We conducted a pilot study utilizing automatic delineation of electrocardiogram (ECG) and machine learning that considered all components of the ECG complex for seizure detection. The primary outcome was to assess the feasibility of this method. The secondary outcome was to identify the most effective machine learning algorithm.

We screened ECG recordings from patients included in the EPICARD cohort who underwent video-electroencephalogram monitoring. A total of 47 seizures from 32 patients were selected. Epochs of 90 min surrounding the seizures were retained. Each ECG was converted into a sequence of heartbeats modeled as a P-Q-R-S-T succession. Derivative quantities measuring time variations between the inner and outer components of heartbeats were computed, designated as δ_X and ΔX. Our algorithm monitored 3 to 60 successive heartbeats within a sliding window. An alarm was triggered when more than N heartbeats were classified as in-seizure (N between 3 and 20). Heartbeats were categorized as in-seizure by trained neurophysiologists. We used automated machine learning (auto-ML) platforms (Dataiku & Flaml) to assess six different algorithms: Random Forest, LightGBM, XGBoost, Decision Tree, K-Nearest Neighbors, and Extra Trees.

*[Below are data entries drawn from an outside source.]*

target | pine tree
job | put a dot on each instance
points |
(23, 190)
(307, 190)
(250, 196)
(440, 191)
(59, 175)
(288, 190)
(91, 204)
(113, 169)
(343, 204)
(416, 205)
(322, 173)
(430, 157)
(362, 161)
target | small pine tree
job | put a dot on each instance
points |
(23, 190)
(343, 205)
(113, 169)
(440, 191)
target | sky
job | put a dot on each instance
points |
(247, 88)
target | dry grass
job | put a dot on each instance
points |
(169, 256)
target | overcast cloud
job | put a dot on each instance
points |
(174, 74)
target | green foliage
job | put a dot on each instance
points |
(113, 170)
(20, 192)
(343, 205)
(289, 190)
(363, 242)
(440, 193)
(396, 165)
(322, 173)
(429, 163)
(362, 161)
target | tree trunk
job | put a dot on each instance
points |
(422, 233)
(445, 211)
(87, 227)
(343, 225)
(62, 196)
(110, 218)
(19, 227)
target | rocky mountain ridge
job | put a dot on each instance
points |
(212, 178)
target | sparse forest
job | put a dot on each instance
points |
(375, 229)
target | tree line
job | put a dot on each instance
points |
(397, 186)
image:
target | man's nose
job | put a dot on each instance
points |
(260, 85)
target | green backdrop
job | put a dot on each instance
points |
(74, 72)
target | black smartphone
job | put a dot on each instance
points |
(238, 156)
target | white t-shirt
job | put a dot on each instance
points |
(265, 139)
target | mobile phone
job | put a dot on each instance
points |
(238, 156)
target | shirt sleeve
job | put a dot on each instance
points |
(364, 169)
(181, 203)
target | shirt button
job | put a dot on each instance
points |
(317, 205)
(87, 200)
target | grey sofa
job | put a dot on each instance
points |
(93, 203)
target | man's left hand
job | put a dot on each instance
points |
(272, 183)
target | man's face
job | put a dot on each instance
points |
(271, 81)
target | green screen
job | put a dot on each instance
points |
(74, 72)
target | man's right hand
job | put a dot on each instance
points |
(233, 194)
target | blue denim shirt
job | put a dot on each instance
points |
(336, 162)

The Extra Trees algorithm provided the best seizure detection performance regardless of the validation method used. Although longer-window models enhance detection sensitivity, they do so at the cost of delayed identification. A model analyzing 60 heartbeats with a trigger of 20 achieved 86 % sensitivity and 99.9 % specificity.

Automatic delineation is reliable, however the false alarm rate remains high (1.5 per hour). Future work should focus on personalizing detection algorithms to improve this false alarm rate.